愛読書「致知」の8月~9月号に、“元寇”に毅然と対応した執権北条時宗と、“日露戦争”勝利に寄与した明治天皇の人物鑑識眼の記事があった。共に戦力の圧倒的劣勢の中で、敗戦して居れば“日本は存在しなかった”とも言われ、今の日本存在分岐点ともいえる大きな出来事だった。

2001年北条時宗をテーマとしたNHK大河ドラマがあったが、今放映中の「鎌倉殿の13人」の北条時政、北条義時が1,2代の執権で時宗は第8代の執権だ。18歳の若さで執権になり、最初の元寇は1274年(文永:時宗23歳)のこと。元の皇帝フビライハーンが日本に朝貢を求めてきた。朝貢は元に服従することを意味する。時の鎌倉幕府は敢然と拒否。これに怒ったフビライは27000人の軍を編成し日本に来襲した。一方日本は時宗の呼びかけで集まった軍勢は5000人。10月20日朝から夜まで激烈な戦闘が続き、日本軍は劣勢の中、果敢に戦い、敵は夜襲を恐れ大半が船に戻った。その時猛烈な暴風雨が博多湾を襲い、元軍は15000人が死亡。戦意を失い逃げ去った。その7年後(弘安)、フビライは野望を捨てず、14万人の兵をもって2回目の元寇を企てる。日本も塹壕を構築、村上水軍なども戦列に加わり、敵の船に乗り込んで火を放つなど勇敢に善戦し、元軍は2か月たっても上陸できない状態が続いた。と、その時またもや農風雨が襲来、大半の兵を失い元軍は撤退。時宗30歳。

次に日露戦争(1904-1905)。8月号の「明治天皇に学ぶ日本人の生き方(日本政策研究センター主任研究員岡田幹彦氏筆)」の記事から引用。これに負けておれば、今の日本はロシア領になっていたという。たしかに、19世紀後半から20世紀にかけてほとんどすべての非西洋諸国が欧米列強の植民地・属国となったが、我が日本民族のみが近代国家として新生し独立を全うすることができたのだ。

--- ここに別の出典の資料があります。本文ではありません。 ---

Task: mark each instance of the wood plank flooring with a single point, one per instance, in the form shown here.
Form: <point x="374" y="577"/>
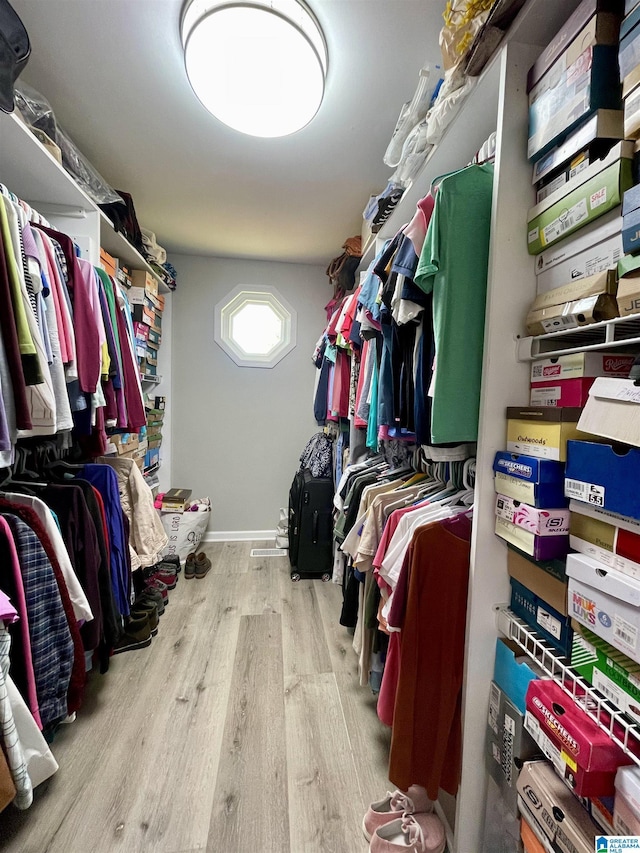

国力差では横綱と幕下ほどの圧倒的な差があるロシア帝国になぜ勝てたのか?岡田氏が言うのは、明治天皇のもと日本人が一致団結して戦ったという精神的な要素が大きいが、中でも明治天皇の絶大な信認を受けた二人の傑出した将軍・乃木希典と東郷平八郎の働きは格別だったと言う。ロシア太平洋艦隊を撃破した東郷が、東京に戻って宮中宴会に招かれたおり、海軍軍令部長が天皇に東郷の交代を進言した折、天皇が「東郷を変えてはならぬ」と厳命。この天皇の深い信任に感動・感奮した東郷は、ロシアバルチック艦隊を全滅させ、世界海戦史上空前の大勝を遂げ、現在に至るまで世界中から絶賛されている。乃木も、最大の難戦だった旅順要塞戦において、二度にわたる総攻撃に失敗し多大な人的損害を出した。しかし、これは参謀本部が敵戦力を読み間違え、乃木率いる軍団に十分な戦力を与えなかったことが主な理由だったが、国民からは非難の大合唱が起こった。同じ長州藩参謀総長山縣有朋さえ、乃木を交代させるしかないと天皇にお伺いを立てたほど。ところが天皇は、だれよりも旅順要塞戦の困難さを洞察し、乃木で苦戦しているなら他の誰に変えてもうまくいかぬとあくまで乃木を信じられた。結果的に、息子二人が戦死するも、到底人間技とも思われない力戦死闘によりついに旅順を陥落させた。旅順を落としたことが、奉天会戦、日本海海戦、ひいては日露戦争勝利に繋がった。明治天皇の人物認識眼が日本を救ったと言える。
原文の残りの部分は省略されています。